OSError Invalid argument when extracting with Python zipfile on Linux

Question

I want to extract a file within a .zip archive to another directory. First I create a ZipFile object

  zfile = '/home/.../filename.zip'
  archive = zipfile.ZipFile(zfile, 'r')

The triple dot ... is me just hiding the full path, not there in the real path.

Then I extract a particular member from the archive to another directory

  print(archive.namelist()[0])    
  # returns sub\\xxx.data where the two back slashes is not a typo!
  path = '/home/.../datadir'
  archive.extract(member='sub\\xxx.data', path=path)

Then I get a system error

  OSError: [Errno 22] Invalid argument: '/home/.../datadir/sub\\xxx.data'

If I manually change the two back slashes \\ to one forward slash / then I get a different error

  archive.extract(member='sub/xxx.data', path=path)

  KeyError: "There is no item named 'sub/xxx.data' in the archive"

So the Linux system is not recognizing the path with two back slashes as a valid Linux path, and the path cannot be changed manually because then the file within the .zip archive is not recognized at all.
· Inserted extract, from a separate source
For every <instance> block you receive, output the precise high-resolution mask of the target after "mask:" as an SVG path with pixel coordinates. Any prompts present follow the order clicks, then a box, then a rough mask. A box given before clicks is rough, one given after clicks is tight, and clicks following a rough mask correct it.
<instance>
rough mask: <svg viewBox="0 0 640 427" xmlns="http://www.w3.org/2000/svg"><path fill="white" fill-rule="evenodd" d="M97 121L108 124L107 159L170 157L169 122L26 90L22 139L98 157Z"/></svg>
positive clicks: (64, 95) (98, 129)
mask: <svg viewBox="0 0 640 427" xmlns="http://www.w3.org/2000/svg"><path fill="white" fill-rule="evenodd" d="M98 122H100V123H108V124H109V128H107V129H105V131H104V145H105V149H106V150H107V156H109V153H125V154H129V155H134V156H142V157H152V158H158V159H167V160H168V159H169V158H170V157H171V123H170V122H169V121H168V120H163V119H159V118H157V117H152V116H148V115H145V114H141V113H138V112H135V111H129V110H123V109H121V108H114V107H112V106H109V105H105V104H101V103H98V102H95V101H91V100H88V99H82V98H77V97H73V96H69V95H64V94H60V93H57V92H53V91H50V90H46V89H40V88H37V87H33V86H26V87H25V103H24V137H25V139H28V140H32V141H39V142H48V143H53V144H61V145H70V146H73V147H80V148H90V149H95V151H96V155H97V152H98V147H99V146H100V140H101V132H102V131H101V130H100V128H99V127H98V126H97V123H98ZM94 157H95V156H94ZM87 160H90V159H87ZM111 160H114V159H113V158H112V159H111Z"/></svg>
I get the same issue when using 7-Zip

Unfortunately I do not have any information or control regarding the method used to create the .zip file in the first place.

Answer 1

The answer by mechanical_meat and Russel Burdt is the correct approach, but in my case os.path.altsep= '\\' was the solution.

Answer 2

Error 22 may also apply for a corrupt original zip file. Assure that your "filename.zip" file is a valid zip file.

Answer 3

Linux recognises only '/' as a path separator, but you can set os.altsep = '\\' which should work.